Затем спела Ольга. У нее был слабый голос, но абсолютный слух и довольно приятная манера исполнения. Наверно, задолго до переезда в Сербию пользовалась популярностью в студенческой компании с гитарой у костра. Получилось задушевно, но никакого сравнения с впечатлением, произведенным «Тамо далеко».
Встали покурить. Всего несколько из присутствующих не имели такой привычки, обычно в Сербии, не смущаясь, коптили прямо за столом, но Младенович, привыкший к московскому этикету, подал пример.
Он поманил к себе Несвицкого.
— Николай! Улыбайся и не меняй выражения лица, — сказал вполголоса. — Я в лоб спросил обоих — не откровенничали ли они при посторонних о вашем отъезде? Оба отрицали. Ольга сказала правду, а вот Милош солгал. Если испугался и попробует дать деру, его возьмут. Останется — тогда задержат утром по пути на работу.
— Конечно, господине генерал! — Николай растянул губы в улыбке. — Других србских песен не знаю, но попробую переложить варяжские.
Благоевич, приблизившийся было, услышал только безобидные слова о музыке и не решился встревать. Хорошо, что не смотрел Несвицкому в лицо, тому требовалось время, чтоб совладать с чувствами и не выплеснуть их на свояка. А то и просто заехать в морду.
Снова ели, пили и шутили. Николай лишь чуть касался губами ракии, чтоб стопроцентно себя контролировать. Подумал нехорошо о Младеновиче, зачем тот поторопился и испортил вечер? Но генерал тоже человек. И ему, наверное, очень нужно было поделиться страшной новостью. Выявление предателя среди тех, кого спасли от смертельной болезни, а теперь за них сражаются… Чудовищно!

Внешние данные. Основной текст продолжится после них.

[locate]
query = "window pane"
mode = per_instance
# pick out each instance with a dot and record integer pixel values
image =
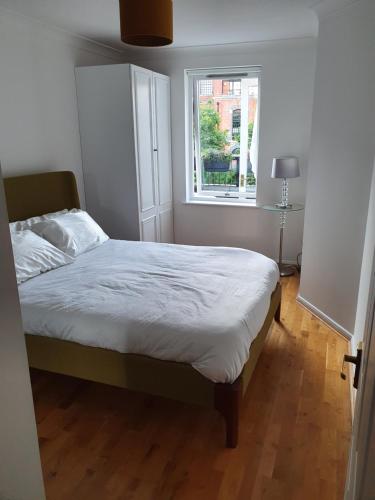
(225, 157)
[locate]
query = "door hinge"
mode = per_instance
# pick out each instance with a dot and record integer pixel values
(357, 361)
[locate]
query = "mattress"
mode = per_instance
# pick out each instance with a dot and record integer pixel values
(198, 305)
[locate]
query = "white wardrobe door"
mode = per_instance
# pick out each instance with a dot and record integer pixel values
(166, 226)
(163, 137)
(142, 89)
(149, 229)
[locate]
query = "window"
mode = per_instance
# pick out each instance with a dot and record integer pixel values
(231, 87)
(222, 134)
(236, 124)
(205, 87)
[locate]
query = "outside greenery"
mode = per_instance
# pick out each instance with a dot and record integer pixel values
(214, 148)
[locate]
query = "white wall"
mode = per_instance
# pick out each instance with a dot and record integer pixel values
(39, 122)
(285, 116)
(20, 471)
(366, 270)
(340, 165)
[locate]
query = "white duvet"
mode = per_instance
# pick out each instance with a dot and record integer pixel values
(198, 305)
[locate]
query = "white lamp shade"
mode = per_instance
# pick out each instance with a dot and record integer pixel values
(285, 167)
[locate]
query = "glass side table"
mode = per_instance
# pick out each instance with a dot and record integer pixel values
(284, 269)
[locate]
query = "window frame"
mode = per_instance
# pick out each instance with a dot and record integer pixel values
(191, 76)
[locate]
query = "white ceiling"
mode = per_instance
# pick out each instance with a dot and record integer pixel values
(196, 22)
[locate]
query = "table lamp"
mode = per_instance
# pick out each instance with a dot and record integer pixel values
(285, 167)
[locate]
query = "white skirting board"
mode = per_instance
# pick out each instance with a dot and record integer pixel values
(326, 319)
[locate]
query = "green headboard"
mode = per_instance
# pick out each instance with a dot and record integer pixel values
(38, 194)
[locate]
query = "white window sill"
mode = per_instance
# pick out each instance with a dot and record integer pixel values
(223, 203)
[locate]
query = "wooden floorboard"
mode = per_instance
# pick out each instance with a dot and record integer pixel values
(99, 442)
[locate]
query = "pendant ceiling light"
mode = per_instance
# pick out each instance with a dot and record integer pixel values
(147, 23)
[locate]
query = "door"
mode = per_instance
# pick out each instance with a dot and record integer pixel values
(360, 483)
(142, 83)
(163, 160)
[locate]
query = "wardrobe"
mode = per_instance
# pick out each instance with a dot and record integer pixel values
(124, 120)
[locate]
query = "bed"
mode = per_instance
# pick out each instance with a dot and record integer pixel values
(77, 349)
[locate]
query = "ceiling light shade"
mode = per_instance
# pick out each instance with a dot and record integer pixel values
(285, 167)
(146, 23)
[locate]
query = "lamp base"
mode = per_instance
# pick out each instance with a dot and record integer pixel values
(286, 270)
(283, 205)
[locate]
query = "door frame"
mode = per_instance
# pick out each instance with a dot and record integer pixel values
(360, 483)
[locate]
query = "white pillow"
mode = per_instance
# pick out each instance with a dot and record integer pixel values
(33, 255)
(73, 233)
(21, 225)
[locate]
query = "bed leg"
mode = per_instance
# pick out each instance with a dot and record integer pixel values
(278, 313)
(227, 402)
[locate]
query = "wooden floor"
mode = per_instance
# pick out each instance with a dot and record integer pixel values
(99, 442)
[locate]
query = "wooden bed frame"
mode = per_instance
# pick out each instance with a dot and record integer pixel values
(38, 194)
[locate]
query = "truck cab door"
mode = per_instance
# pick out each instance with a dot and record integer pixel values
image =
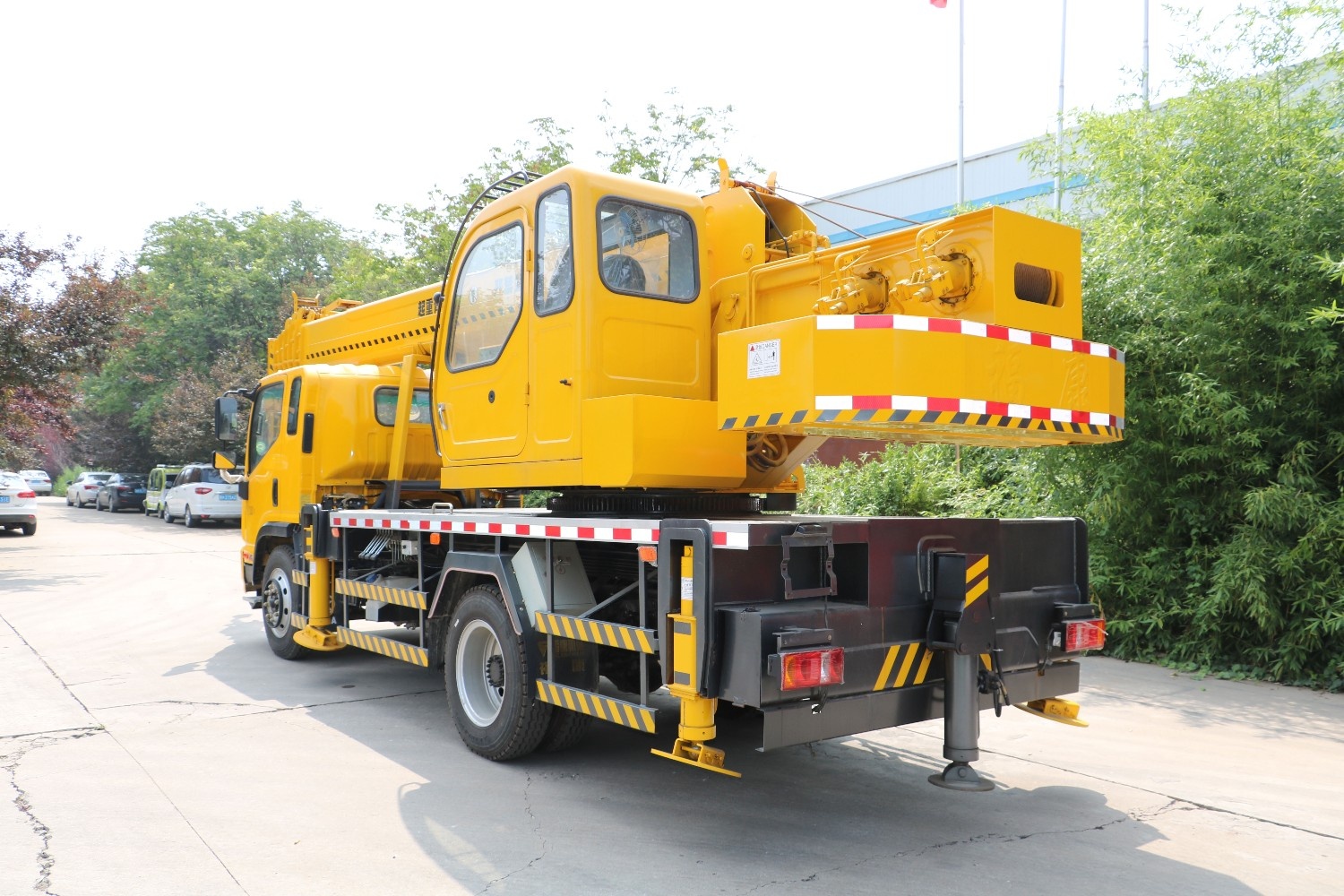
(481, 392)
(271, 458)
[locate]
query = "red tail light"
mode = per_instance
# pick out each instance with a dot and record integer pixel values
(1085, 634)
(804, 669)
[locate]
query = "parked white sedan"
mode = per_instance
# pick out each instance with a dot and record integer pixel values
(39, 479)
(18, 504)
(83, 490)
(199, 493)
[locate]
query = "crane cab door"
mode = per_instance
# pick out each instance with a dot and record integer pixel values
(481, 398)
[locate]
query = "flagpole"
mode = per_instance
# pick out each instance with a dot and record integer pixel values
(1059, 116)
(961, 102)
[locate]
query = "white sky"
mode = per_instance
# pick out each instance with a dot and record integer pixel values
(121, 115)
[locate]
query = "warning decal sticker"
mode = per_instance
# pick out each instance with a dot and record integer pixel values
(762, 359)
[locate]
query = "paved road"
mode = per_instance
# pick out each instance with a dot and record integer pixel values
(150, 743)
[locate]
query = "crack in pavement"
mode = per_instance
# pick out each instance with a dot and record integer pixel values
(1171, 798)
(980, 839)
(10, 762)
(537, 829)
(257, 710)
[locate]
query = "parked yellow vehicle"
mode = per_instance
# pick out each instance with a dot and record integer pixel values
(663, 363)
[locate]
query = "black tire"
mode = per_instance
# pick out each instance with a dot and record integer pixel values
(488, 681)
(277, 605)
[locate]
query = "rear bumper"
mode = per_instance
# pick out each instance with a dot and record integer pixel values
(804, 721)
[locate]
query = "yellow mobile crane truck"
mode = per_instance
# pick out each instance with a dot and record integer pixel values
(660, 365)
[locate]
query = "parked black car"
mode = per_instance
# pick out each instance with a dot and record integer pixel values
(121, 492)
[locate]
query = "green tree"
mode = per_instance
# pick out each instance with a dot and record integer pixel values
(675, 145)
(46, 341)
(220, 287)
(180, 432)
(1218, 525)
(427, 233)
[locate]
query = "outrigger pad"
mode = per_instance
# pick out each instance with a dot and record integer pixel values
(960, 775)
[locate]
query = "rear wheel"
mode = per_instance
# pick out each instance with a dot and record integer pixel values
(488, 681)
(277, 605)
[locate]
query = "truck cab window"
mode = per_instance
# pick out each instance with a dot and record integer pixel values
(295, 392)
(645, 250)
(265, 424)
(487, 298)
(554, 253)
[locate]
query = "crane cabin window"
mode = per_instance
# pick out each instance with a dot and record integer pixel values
(384, 406)
(647, 250)
(554, 253)
(487, 298)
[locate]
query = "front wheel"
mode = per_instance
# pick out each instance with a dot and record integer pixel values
(488, 681)
(279, 603)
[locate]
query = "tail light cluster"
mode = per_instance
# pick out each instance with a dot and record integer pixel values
(1085, 634)
(803, 669)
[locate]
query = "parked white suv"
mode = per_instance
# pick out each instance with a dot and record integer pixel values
(199, 493)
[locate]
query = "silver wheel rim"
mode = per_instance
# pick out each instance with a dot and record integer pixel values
(276, 602)
(480, 673)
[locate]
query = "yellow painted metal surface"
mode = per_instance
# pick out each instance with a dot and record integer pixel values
(710, 343)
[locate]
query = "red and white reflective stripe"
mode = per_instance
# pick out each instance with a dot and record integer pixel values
(962, 406)
(726, 535)
(968, 328)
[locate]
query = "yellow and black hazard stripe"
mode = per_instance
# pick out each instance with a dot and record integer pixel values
(978, 576)
(905, 665)
(368, 591)
(386, 646)
(629, 715)
(610, 634)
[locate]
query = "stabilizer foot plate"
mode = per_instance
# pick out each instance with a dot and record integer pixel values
(959, 775)
(1055, 710)
(317, 640)
(699, 755)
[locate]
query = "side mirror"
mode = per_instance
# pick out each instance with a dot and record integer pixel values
(228, 426)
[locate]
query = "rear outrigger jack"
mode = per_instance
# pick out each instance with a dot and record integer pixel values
(961, 726)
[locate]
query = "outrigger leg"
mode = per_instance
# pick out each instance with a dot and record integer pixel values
(696, 724)
(961, 724)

Хотелось, чтоб Милош вразумительно объяснил свое замешательство и неискренность. Только, говоря по правде, шансов мало.
Гости же ни о чем не подозревали. Пили за хозяйку. Дамы, принесшие свои блюда, хвалили ее готовку. На удивление обошлось без подколок, обычных при извечной женской конкуренции: милочка, ты замечательно все приготовила, только пересолила, пережарила, а перца мало и есть это невозможно. Нет, благодарили без обидных добавлений и сами получали комплименты, что их стряпне позавидует кухня лучшего парижского ресторана… Если, конечно, пожелает ввести в меню столь объемные и жирные мясные порции, тихо усмехнулся про себя Николай.

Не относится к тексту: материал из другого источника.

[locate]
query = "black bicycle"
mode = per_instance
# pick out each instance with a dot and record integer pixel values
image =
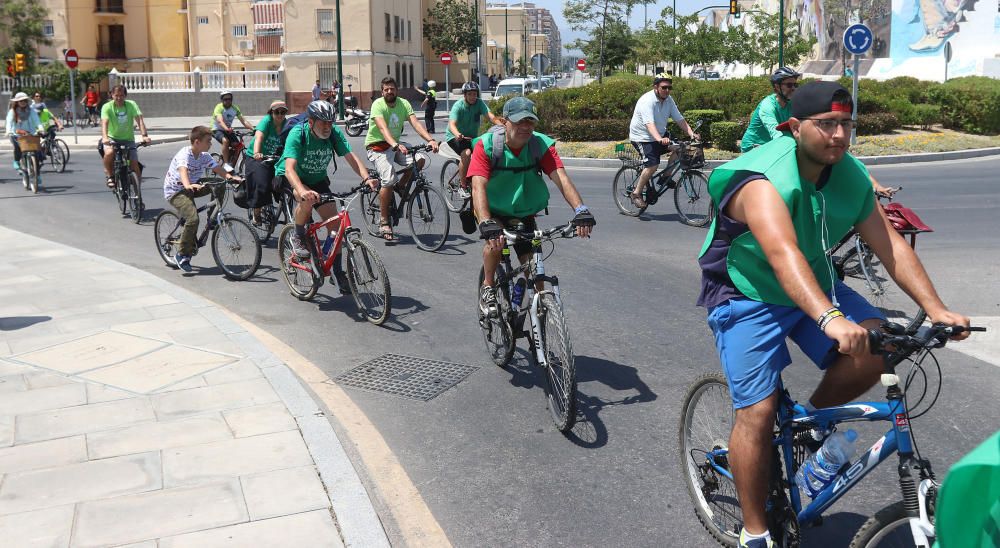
(683, 175)
(126, 189)
(235, 246)
(529, 292)
(422, 204)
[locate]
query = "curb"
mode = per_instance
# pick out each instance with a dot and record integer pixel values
(354, 514)
(614, 163)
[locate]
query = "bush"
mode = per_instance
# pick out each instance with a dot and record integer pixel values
(970, 104)
(607, 129)
(725, 135)
(877, 123)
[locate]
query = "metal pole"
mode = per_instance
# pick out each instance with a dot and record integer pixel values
(72, 101)
(854, 94)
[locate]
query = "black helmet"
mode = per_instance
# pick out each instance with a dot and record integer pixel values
(321, 110)
(783, 73)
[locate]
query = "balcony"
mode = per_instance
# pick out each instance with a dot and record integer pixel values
(109, 7)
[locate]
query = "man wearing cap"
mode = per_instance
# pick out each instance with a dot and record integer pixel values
(766, 277)
(511, 189)
(648, 130)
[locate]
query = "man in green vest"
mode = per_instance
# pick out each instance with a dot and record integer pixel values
(511, 190)
(766, 277)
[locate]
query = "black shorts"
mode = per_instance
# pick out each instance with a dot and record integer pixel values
(458, 145)
(651, 152)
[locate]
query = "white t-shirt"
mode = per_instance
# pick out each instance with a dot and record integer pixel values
(196, 170)
(650, 109)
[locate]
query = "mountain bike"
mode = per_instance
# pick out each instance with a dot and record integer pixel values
(126, 189)
(856, 264)
(235, 246)
(422, 204)
(707, 419)
(56, 150)
(548, 334)
(683, 174)
(366, 275)
(29, 165)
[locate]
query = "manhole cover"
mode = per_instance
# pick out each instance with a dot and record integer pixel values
(407, 376)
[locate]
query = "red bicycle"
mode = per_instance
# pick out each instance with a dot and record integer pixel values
(366, 275)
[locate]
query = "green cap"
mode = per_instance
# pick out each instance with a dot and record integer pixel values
(519, 108)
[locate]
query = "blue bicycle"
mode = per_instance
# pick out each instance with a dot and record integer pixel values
(707, 419)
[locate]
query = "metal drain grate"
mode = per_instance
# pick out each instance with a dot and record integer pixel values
(407, 376)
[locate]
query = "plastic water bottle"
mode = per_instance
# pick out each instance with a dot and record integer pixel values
(518, 295)
(820, 468)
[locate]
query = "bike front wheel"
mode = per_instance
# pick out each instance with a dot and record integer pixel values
(694, 205)
(167, 232)
(450, 186)
(298, 273)
(235, 248)
(889, 527)
(560, 367)
(428, 217)
(369, 280)
(706, 422)
(625, 182)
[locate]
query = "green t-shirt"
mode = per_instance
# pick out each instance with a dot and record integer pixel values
(272, 137)
(394, 117)
(121, 121)
(312, 154)
(467, 117)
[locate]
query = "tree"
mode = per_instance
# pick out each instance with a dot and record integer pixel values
(21, 21)
(447, 27)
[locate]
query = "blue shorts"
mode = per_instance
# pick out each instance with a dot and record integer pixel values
(750, 338)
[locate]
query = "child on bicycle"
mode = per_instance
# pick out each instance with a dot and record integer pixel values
(180, 188)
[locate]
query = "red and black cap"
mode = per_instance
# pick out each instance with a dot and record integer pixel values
(819, 97)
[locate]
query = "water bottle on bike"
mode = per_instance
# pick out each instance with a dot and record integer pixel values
(819, 469)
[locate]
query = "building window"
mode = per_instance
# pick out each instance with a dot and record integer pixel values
(324, 21)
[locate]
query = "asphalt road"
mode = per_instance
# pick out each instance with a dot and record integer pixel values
(484, 454)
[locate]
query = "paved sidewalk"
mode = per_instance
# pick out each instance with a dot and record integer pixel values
(133, 411)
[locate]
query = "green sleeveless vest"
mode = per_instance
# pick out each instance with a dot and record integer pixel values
(512, 193)
(848, 198)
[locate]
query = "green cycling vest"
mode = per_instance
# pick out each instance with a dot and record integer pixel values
(848, 198)
(516, 193)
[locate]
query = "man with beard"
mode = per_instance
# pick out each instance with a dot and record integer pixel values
(389, 113)
(303, 165)
(766, 277)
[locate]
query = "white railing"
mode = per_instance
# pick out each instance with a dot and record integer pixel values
(139, 82)
(255, 80)
(29, 83)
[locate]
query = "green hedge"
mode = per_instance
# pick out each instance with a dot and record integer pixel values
(725, 135)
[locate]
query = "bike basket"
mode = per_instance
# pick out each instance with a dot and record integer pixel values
(29, 143)
(693, 157)
(628, 154)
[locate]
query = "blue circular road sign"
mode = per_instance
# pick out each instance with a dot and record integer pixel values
(858, 39)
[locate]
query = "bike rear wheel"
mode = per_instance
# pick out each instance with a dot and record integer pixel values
(497, 332)
(560, 373)
(450, 185)
(167, 232)
(298, 273)
(625, 182)
(692, 200)
(705, 425)
(368, 279)
(428, 217)
(235, 248)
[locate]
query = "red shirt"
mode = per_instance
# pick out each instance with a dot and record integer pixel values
(479, 164)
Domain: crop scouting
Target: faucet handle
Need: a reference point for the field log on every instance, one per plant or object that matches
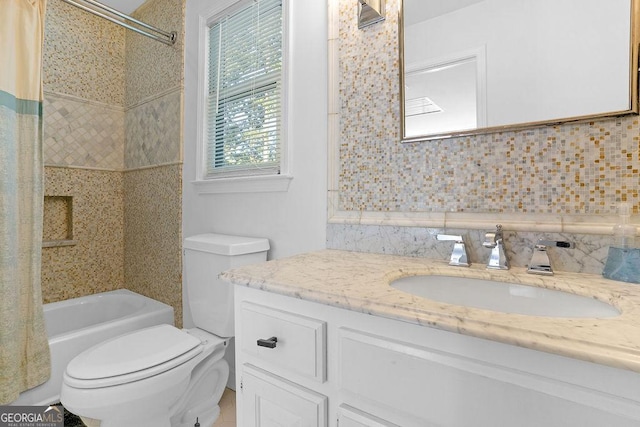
(540, 263)
(459, 256)
(492, 238)
(498, 259)
(557, 243)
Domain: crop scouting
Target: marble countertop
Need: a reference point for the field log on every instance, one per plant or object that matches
(360, 282)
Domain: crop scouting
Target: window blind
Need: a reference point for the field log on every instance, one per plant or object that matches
(244, 97)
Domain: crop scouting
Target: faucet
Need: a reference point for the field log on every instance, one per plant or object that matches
(459, 256)
(540, 263)
(498, 259)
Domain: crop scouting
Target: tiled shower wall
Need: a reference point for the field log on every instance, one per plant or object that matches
(83, 150)
(153, 157)
(574, 169)
(113, 148)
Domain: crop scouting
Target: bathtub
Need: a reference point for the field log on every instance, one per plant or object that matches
(75, 325)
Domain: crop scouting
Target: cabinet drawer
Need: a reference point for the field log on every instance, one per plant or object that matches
(298, 342)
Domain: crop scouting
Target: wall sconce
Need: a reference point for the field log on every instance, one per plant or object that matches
(370, 12)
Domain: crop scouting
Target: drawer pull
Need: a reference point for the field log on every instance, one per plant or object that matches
(270, 343)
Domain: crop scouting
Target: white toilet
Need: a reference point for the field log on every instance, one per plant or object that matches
(163, 376)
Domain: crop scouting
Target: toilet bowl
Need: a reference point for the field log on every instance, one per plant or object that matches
(157, 376)
(163, 376)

Ольга была счастлива. Глядя на ее профиль с полуметра, Несвицкий чувствовал, как сжимается сердце. Едва оправилась от смерти младшего сынишки, а завтра узнает, что ее муж предатель… Вообще-то в Сербии нет смертной казни. Но сейчас, в военное время, ее применяют и немцы, и повстанцы. За предательство не выпишут штраф или «общественное порицание».

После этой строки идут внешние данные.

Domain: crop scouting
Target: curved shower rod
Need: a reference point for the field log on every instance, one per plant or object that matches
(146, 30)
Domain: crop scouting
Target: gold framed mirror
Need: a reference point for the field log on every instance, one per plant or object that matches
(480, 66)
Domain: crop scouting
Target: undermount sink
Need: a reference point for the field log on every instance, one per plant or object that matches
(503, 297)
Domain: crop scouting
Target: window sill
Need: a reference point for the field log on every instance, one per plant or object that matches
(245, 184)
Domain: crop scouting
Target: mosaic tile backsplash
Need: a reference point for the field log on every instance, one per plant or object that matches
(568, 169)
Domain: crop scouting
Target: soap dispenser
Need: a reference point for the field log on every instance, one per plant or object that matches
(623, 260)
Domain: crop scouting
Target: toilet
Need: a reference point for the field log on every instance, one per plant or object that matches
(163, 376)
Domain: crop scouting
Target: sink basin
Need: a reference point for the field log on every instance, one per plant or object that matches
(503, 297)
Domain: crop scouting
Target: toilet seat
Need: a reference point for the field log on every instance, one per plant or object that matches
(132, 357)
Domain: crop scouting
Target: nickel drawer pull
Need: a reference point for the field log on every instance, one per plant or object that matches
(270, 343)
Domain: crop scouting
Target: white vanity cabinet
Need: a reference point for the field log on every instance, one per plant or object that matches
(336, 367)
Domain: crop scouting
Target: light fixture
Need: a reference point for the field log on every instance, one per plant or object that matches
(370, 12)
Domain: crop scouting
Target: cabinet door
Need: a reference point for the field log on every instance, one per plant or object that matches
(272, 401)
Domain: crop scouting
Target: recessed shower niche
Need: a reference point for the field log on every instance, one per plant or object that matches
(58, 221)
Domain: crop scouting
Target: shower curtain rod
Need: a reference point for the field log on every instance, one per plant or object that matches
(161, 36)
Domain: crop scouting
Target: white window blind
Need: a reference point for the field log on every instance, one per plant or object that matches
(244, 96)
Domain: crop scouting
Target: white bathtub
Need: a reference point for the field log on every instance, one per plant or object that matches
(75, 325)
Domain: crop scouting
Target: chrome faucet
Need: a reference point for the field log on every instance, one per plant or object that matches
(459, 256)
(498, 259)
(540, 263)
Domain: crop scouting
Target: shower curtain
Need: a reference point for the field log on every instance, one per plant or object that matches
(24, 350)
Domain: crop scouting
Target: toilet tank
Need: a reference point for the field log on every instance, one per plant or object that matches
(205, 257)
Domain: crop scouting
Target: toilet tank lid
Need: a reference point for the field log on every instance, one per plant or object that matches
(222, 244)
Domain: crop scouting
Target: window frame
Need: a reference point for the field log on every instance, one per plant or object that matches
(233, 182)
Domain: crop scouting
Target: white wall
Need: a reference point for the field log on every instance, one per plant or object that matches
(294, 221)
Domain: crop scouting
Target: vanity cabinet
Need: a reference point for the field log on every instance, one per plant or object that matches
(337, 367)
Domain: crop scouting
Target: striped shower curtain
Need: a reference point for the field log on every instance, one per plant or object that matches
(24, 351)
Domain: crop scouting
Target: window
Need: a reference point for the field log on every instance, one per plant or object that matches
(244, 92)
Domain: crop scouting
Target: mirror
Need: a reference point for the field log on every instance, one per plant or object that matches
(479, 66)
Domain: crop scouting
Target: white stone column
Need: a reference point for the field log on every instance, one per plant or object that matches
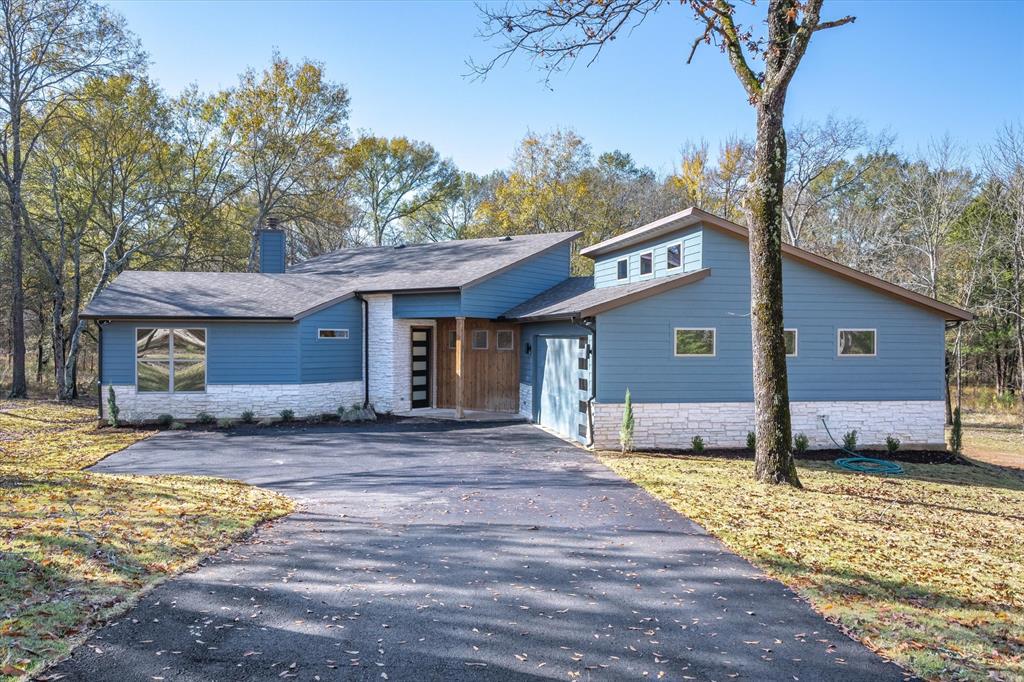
(380, 338)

Когда расходились, Младенович поцеловал Ольге руку, Милошу — крепко пожал, и ни один мускул не дрогнул на суровом лице генерала. Несвицкий после отъезда гостей помылся и поднялся на мансарду. Усмехнулся, услышав, как на первом этаже Миха пытается петь «Тамо далеко», а Ольга увещевает сына ложиться спать.